Ezra nodded and shook Ephraim’s hand. “Thank you for the pleasure.” He motioned with his hand to the horse attached to the lead rope.

“I hope he works out for you,” Ephraim responded.

Ezra tipped his hat in Mary’s direction and led his new horse through the front gate. He had a saddle to purchase, and supplies to stock.


Double Trouble knew more about knots than Ezra did. The horse could untie himself from whatever hitching post he was attached to. While Ezra was inside the store, Trouble went for a short exploration, just wanting to welcome the new horses into town. When he discovered the apple stand at the general store all hell broke loose.

Trouble dug his nose into the lush red pile of sweet smelling apples, and the thin legs that the stand was being held up by, broke, and crashed to the floor. People jumped back as small red fruit rolled down the boardwalk, into the stores, and onto the muddied ground. Trouble stood glued to his place, munching contently on his discovery. The storeowner came rushing out of his establishment waving his broom. The big horse stuck his tail in the air and grabbed one last apple before being chased down the street.

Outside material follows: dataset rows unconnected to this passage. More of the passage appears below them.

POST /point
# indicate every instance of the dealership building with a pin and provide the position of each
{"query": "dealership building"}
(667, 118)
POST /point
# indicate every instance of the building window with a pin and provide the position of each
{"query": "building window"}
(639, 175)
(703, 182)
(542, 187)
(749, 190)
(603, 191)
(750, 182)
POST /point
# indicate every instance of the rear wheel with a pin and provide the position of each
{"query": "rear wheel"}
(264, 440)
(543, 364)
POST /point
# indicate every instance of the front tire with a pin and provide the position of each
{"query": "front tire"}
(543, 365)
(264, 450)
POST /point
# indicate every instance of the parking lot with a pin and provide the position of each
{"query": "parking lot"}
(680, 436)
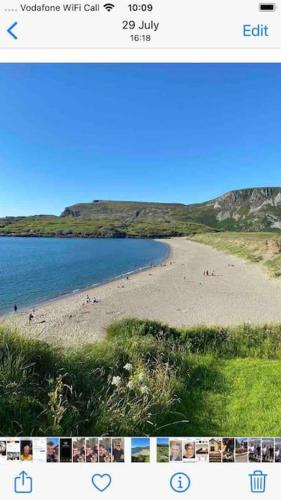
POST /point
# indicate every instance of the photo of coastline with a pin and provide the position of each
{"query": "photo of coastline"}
(140, 261)
(163, 450)
(140, 450)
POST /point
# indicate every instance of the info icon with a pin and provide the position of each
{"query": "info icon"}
(180, 482)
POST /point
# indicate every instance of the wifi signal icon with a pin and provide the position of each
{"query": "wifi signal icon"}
(109, 6)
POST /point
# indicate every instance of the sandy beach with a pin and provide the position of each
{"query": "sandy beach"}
(175, 292)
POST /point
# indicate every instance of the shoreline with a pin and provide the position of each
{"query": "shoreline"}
(174, 292)
(79, 291)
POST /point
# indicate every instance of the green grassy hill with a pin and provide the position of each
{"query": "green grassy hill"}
(254, 247)
(144, 379)
(255, 209)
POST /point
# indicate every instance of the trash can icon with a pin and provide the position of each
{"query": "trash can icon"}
(258, 481)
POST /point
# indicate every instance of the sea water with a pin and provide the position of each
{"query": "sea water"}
(34, 270)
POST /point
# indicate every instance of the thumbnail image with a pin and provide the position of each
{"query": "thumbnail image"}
(175, 450)
(39, 450)
(92, 450)
(105, 450)
(241, 450)
(278, 450)
(79, 450)
(267, 450)
(228, 450)
(254, 448)
(140, 450)
(215, 450)
(161, 181)
(66, 450)
(202, 450)
(3, 451)
(118, 450)
(13, 450)
(188, 453)
(26, 454)
(53, 450)
(163, 450)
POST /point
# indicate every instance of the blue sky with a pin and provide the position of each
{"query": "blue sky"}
(184, 133)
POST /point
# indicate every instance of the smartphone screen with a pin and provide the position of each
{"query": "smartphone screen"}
(140, 249)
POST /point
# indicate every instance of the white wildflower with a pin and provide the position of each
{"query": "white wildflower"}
(144, 389)
(116, 381)
(128, 367)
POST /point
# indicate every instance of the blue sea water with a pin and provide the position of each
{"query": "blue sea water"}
(34, 270)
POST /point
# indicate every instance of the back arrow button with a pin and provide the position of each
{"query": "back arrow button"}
(10, 31)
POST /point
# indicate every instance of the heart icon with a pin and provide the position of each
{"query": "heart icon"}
(101, 481)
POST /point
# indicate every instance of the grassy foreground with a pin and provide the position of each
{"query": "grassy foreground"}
(255, 247)
(146, 378)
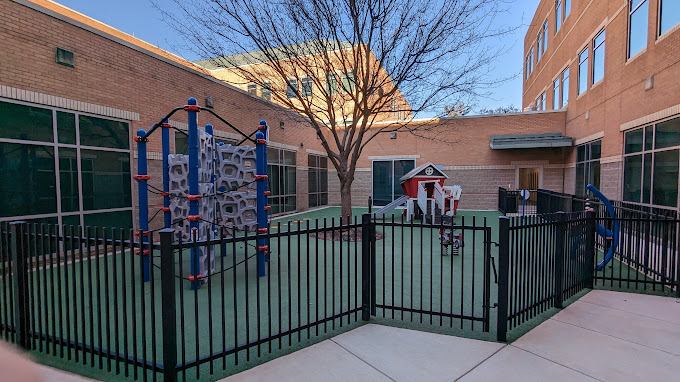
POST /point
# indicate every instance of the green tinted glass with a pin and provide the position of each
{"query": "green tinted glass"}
(27, 181)
(68, 179)
(100, 132)
(668, 134)
(632, 175)
(121, 219)
(66, 127)
(665, 190)
(25, 122)
(106, 179)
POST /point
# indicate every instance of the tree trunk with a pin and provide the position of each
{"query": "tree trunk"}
(346, 198)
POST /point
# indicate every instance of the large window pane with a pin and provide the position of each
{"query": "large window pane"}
(66, 127)
(670, 15)
(106, 179)
(598, 57)
(104, 133)
(121, 219)
(632, 175)
(27, 181)
(634, 141)
(583, 72)
(647, 180)
(666, 178)
(668, 134)
(25, 122)
(382, 182)
(637, 34)
(68, 179)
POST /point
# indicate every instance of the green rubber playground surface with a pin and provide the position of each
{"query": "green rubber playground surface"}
(309, 283)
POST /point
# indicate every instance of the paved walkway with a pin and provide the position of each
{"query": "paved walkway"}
(606, 336)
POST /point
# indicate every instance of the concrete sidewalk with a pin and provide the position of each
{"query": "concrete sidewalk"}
(607, 336)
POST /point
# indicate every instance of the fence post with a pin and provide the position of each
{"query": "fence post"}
(561, 230)
(590, 248)
(366, 267)
(19, 253)
(503, 277)
(168, 306)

Ezra exited the saddle shop with his newly purchased tack weighing heavily on his arm. He shook his head when he saw his horse trotting down the street looking like a kid who’d just played the world’s greatest prank. Ezra debated claiming the animal as his own.

“Trouble!” Ezra yelled, and then whistled sharply.

The big horse stopped, as though he’d been caught with his nose in a feedbag. White foam from the apples he’d eaten gathered at his lips, and spittle had landed on his chest and legs. He lowered his head and cocked his hind foot. He knew he was in trouble.

Ezra walked up to his horse, slightly surprised the animal had stopped and acted in the manner he had. There wasn’t any doubt that Trouble was a smart horse…no doubt at all. Ezra grabbed the lead rope and led his horse to the stables. If the animal couldn’t be tied, then he’d be stabled, until his training could begin.


As usual, morning arrived too early. While the sun pried its way in through the rustic curtains, Ezra tried to ignore it. It wasn’t working. Today was the day he was heading up north to meet up with his mother again. Her last conquest hadn’t worked out like she’d planned, so she’d notified her son. And Ezra, always searching for her approval, agreed to join her.

He rolled out of bed and ran his hands over his face. He needed to get going. He could hear a commotion down on the street and he quietly wondered what was going on. Hopefully his new horse hadn’t gotten out and decided to rampage through town. Ezra chuckled to himself. The animal was bored not aggressive or unruly, he just needed more to do, and Ezra had a lot of tricks to teach him. 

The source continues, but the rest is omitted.